In definitiva, la giustizia tributaria in pochi anni ha ripetuto, sotto il profilo associativo, quanto di negativo è riuscita a fare la giustizia ordinaria in molti più anni, con la conseguenza che ANM e CSM hanno finito con l’essere dei vasi comunicanti, legati a doppio filo, con tutte le deleterie ricadute correntizie e clientelari ben note ai giudici ordinari. Ritengo perciò indispensabile, per salvare la giustizia tributaria, augurandomi che ciò sia ancora possibile, che venga reciso il cordone ombelicale che da tempo lega l’AMT al CPGT per conferire finalmente al Consiglio la dignità e l’autonomia che merita. E questo certamente non può farlo, e probabilmente non ha neppure intenzione di farlo, l’attuale AMT.
In definitiva, anche per tanti altri motivi che vi risparmio, non mi sento rappresentato da questa AMT né intendo esserlo, donde le mie inevitabili e irrevocabili dimissioni.

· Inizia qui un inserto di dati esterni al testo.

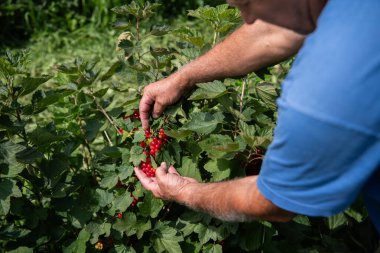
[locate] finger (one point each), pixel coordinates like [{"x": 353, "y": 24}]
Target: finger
[
  {"x": 161, "y": 170},
  {"x": 158, "y": 109},
  {"x": 173, "y": 170},
  {"x": 145, "y": 107},
  {"x": 144, "y": 179}
]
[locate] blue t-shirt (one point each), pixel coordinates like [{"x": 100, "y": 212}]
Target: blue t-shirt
[{"x": 326, "y": 148}]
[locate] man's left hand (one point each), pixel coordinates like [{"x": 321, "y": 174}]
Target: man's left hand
[{"x": 167, "y": 184}]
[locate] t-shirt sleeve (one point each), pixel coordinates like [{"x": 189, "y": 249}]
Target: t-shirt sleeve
[
  {"x": 298, "y": 15},
  {"x": 314, "y": 167}
]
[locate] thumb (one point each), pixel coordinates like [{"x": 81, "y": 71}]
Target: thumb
[
  {"x": 162, "y": 170},
  {"x": 158, "y": 109}
]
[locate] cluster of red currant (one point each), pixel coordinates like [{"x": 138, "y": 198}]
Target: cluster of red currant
[
  {"x": 134, "y": 115},
  {"x": 155, "y": 142},
  {"x": 135, "y": 200}
]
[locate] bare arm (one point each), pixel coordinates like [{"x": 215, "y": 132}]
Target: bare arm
[
  {"x": 249, "y": 48},
  {"x": 235, "y": 200}
]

Mi auguro che il nuovo CPGT, possa procedere sotto altre stelle (e non la solita ‘cometa’), benché molti neo-consiglieri siano notoriamente “figli del sistema”. Credo comunque, e auspico, che anche la ‘opportuna’ riserva ad un ‘non togato’ della presidenza consiliare possa dare i suoi frutti nella giusta direzione.
Perdonate la lunghezza del messaggio ma, come ha detto qualcuno più importante di me, “non ho avuto il tempo per una maggiore sintesi”.
A tutti cordiali saluti e auguri di buon lavoro.